Sikorsky [LMT] and Boeing [BA] on Monday detailed their new Defiant X aircraft, the company’s updated offering for the Army’s Future Long Range Assault Aircraft (FLRAA) competition to find a UH-60 Black Hawk replacement.

The co-axial rigid rotor Defiant X builds on the SB>1 Defiant technology demonstrator platform the company has flown for several years, and includes enhancements to the design “to reduce thermal signature and improve aerodynamic handling” and “fly-by-wire flight controls integrated with autonomy capability.”

Sikorsky-Boeing’s Defiant X

“Defiant X is the best fit for the Army mission. We’ve really optimized our design based on both the Army’s requirements but also leveraging and building on all of the test data that we’ve generated to date,” Heather McBryan, Boeing’s sales and marketing director for Future Vertical Lift, told reporters. “All of that has led to Defiant X, and the biggest move is going from a tech demonstrator to a combat-ready weapon system.”

Last March, the Army selected Sikorsky-Boeing’s SB>1 Defiant and Bell’s V-280 Valor tiltrotor aircraft to move onto the Competitive Demo and Risk Reduction phase for FLRAA after both had participated in the Joint Multi-Role Technology Demonstrator program to inform requirements since 2013 (Defense Daily, March 16). 

A final Request for Proposals for FLRAA production is expected in the coming months, with a contract award to either the Sikorsky-Boeing team or Bell slated for fiscal year 2022. 

“We believe that this aircraft is survivable, maneuverable and the right choice for the Army mission. We’re very excited about where the design is right now. We feel it’s been optimized based on the aircraft as well as what the Army is asking for. Sikorsky and Boeing have brought together a tremendous team that is dedicated to producing this aircraft on-time and on-cost,” Jay Macklin, Sikorsky’s business development director for Future Vertical Lift, told reporters.

Macklin noted he couldn’t offer certain details on the changes made for Defiant X while the competition is ongoing, but said the updates also include a new tricycle design landing gear to improve stability and changes to the exhaust system to further reduce thermal signature.

Defiant X also has an integrated mission systems package built on a modular open systems architecture to enable Joint All-Domain Operations, allowing for growth capability to accept future upgrades as FLRAA is asked to handle changing missions.

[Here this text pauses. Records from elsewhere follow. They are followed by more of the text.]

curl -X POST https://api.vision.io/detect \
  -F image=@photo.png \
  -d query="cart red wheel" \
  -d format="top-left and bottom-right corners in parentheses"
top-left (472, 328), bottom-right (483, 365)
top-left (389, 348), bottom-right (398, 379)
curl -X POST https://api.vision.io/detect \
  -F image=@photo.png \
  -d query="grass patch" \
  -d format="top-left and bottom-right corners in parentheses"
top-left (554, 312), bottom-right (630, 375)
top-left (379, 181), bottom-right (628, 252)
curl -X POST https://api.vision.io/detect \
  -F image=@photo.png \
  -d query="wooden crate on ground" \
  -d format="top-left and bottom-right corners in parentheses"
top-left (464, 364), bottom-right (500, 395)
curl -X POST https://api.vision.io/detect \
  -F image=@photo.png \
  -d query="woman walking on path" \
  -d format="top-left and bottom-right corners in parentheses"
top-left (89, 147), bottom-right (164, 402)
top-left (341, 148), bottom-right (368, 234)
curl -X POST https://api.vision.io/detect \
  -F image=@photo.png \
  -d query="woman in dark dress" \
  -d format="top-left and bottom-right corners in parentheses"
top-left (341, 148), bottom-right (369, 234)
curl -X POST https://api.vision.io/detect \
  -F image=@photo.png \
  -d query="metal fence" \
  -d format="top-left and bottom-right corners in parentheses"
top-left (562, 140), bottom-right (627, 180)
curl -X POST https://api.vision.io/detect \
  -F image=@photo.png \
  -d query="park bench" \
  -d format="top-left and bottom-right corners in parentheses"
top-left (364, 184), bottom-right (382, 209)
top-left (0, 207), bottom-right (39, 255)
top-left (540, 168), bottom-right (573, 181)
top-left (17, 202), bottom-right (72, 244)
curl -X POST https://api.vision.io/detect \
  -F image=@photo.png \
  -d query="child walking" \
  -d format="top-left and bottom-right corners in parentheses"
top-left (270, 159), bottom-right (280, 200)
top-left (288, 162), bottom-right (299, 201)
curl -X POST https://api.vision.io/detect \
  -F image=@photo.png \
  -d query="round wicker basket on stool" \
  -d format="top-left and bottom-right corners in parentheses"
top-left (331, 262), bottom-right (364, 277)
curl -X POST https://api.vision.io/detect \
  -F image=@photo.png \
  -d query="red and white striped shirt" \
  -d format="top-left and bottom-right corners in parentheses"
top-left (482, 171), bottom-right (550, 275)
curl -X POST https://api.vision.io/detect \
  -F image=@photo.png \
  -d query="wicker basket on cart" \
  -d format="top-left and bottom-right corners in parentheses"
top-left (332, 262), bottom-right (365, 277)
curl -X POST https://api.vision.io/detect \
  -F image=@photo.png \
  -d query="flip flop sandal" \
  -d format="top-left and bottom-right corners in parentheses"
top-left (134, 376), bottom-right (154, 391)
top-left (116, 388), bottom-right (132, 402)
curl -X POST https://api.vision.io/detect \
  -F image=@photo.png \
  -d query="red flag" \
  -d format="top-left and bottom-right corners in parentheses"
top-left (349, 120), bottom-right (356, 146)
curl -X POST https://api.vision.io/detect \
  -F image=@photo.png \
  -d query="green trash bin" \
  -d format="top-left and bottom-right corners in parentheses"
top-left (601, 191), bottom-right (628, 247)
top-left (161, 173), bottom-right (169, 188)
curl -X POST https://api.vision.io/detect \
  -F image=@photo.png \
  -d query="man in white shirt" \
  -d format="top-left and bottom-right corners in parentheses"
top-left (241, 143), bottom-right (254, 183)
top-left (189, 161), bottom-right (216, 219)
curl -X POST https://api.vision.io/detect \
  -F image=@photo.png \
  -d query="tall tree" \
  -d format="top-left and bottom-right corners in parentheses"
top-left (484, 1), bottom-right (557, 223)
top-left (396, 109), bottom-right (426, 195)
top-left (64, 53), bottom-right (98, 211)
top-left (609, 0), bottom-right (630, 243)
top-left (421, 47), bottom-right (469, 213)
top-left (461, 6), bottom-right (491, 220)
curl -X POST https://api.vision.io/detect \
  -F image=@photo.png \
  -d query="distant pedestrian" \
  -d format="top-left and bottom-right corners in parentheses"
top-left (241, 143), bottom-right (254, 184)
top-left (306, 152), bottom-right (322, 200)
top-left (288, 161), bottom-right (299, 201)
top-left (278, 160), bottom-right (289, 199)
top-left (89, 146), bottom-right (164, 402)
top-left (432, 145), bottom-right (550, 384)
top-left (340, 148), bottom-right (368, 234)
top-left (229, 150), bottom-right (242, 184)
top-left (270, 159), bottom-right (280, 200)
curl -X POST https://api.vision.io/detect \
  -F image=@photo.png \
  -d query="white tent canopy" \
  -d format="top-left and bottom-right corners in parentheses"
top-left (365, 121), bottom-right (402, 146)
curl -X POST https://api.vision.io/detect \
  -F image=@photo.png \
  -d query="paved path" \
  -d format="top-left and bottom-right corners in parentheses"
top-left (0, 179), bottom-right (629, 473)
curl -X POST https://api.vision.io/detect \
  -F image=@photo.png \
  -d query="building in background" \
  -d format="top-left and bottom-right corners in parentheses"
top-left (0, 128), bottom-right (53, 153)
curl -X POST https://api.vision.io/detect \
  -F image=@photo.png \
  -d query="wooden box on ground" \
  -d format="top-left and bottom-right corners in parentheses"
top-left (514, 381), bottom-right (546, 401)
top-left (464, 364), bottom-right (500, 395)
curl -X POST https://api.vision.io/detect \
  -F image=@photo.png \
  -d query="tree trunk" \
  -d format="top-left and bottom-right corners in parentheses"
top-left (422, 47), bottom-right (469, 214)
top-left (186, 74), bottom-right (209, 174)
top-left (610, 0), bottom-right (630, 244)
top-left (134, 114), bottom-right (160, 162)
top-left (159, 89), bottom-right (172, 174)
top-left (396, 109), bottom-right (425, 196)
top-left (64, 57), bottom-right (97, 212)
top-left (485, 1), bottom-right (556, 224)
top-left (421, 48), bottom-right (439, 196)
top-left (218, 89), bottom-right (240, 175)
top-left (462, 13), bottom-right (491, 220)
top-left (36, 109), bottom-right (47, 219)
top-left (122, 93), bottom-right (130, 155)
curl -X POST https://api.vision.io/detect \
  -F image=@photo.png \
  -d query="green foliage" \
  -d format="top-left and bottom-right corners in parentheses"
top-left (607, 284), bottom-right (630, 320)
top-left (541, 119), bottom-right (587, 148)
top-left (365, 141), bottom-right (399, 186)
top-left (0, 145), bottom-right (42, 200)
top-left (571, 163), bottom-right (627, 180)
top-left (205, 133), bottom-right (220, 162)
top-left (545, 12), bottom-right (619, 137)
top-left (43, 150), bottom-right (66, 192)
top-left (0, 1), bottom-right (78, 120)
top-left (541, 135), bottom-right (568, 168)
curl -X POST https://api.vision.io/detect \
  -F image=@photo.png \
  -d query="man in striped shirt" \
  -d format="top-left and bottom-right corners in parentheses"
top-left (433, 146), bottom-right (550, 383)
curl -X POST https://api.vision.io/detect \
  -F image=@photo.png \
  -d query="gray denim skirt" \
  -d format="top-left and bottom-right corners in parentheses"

“We’ve really designed for growth, so that out in the 2030s as missions change and as threats change there’s that growth capability,” McBryan said. 

To date, the current SB>1 Defiant now has 26 total flight hours across 31 flights, over 135 hours of rigorous component testing on its Propulsion Systems Test Bed at the company’s West Palm Beach, Florida, facility and 1,500 hours of data gathered from its Systems Integration Lab.

The Sikorsky-Boeing team announced SB>1 Defiant reached a speed of 232 knots in descent and 211 while flying level during an October test flight, achieved using two-thirds of the aircraft’s prop torque and engine power (Defense Daily, Oct. 14). 

As of December, Bell has logged 200 flight hours with its V-280 Valor and has flown at speeds above 280 knots (Defense Daily, Dec. 17).